The owner of CQ Fasteners, which has stores in Rockhampton and Yeppoon, said while it is very frustrating, it has just become the norm in his type of industry.
“When you supply into the construction industry there is some risk you aren’t going to get paid,” he said.
“We can’t even get insurance to cover bad debt.”
And when one construction company goes down, three-quarters of the building industry suppliers in town take a hit goes down, he said.
This was evident with the collapse of JM Kelly in October 2018.
The $50m liquidation saw the loss of more than 200 jobs and hundreds of creditors owed money.
CQ Fasteners are also owed more than $8,500 from Busby Contracting who went into liquidation in February 2018.
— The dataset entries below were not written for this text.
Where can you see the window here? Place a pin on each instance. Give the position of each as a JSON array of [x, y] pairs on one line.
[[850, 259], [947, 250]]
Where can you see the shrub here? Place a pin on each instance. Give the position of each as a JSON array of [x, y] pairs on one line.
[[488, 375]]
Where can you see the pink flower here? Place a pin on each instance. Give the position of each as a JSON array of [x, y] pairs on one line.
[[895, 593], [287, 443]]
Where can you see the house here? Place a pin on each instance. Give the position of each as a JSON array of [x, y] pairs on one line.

This outstanding bill was for a couple months of supplies: power tools, hand tools, nuts, bolts and screws.
The $1.7m liquidation of Metro Homes in June 2018 is another one Mr Gumley has seen in his time.
In 2012, Mr Gumley took his biggest hit of $75,000 from the liquidation of Olimar.
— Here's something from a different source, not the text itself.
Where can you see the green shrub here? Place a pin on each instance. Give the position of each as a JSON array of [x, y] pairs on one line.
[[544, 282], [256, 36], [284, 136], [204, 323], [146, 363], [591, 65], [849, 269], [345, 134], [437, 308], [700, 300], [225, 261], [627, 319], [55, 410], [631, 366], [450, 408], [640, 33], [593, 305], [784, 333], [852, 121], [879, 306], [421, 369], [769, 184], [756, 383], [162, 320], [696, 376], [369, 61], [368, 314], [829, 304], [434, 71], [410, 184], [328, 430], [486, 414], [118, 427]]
The bill was for a massive amount of stainless steel.
“For a private owned business to lose $75,000 in one hit is massive,” he said.
Mr Gumley estimated he has seen 30-40 builders go bust over the years, losing between half a million to $1 million.
The collapse of a company is not always the fault of the company directors.
In Busby Contracting’s case, they lost $1.3 million from a contracting company WDS Limited, with further debts from Ostwald Brothers and Moorvale Earthmoving which all went into liquidation.
Mr Gumley said 95 per cent of businesses are “great traders”.
“In some cases the bigger guy above them burnt them and they couldn’t pay their bills.
“All they need is one job to go bad and it bankrupts them.”
For the last financial year just finished, Mr Gumley wrote off $12,000 in bad debt.
Some years it ranges anywhere from $20,000 to $30,000 while some can be $5,000.
CQ Fasteners run a 30-day account system.
Mr Gumley said credit accounts are a necessary evil.
“The hard part is, if we don’t get paid in payment terms which are 30 days from end of month, it makes it hard,” he said.
“For us to pay our suppliers who run strict credit controls and if we can’t pay them we can’t get stock.
“Every time you open an account you take a risk.”
Having learnt from being burnt in the past, Mr Gumley has put measures in place to protect himself but there is only so much he can do.
“If I can’t pay my suppliers, I can’t get stock and I can’t operate.
“You try as much as you can but there are so many unforeseens that happen.
“How do you cover every scenario?”
In terms of what could be done better through government legislation, Mr Gumley said there should be some sort of credit register where businesses can register a complaint if an invoice hasn’t been paid and the outstanding company is subject to black marks against their name, which businesses could utilise when doing credit checks.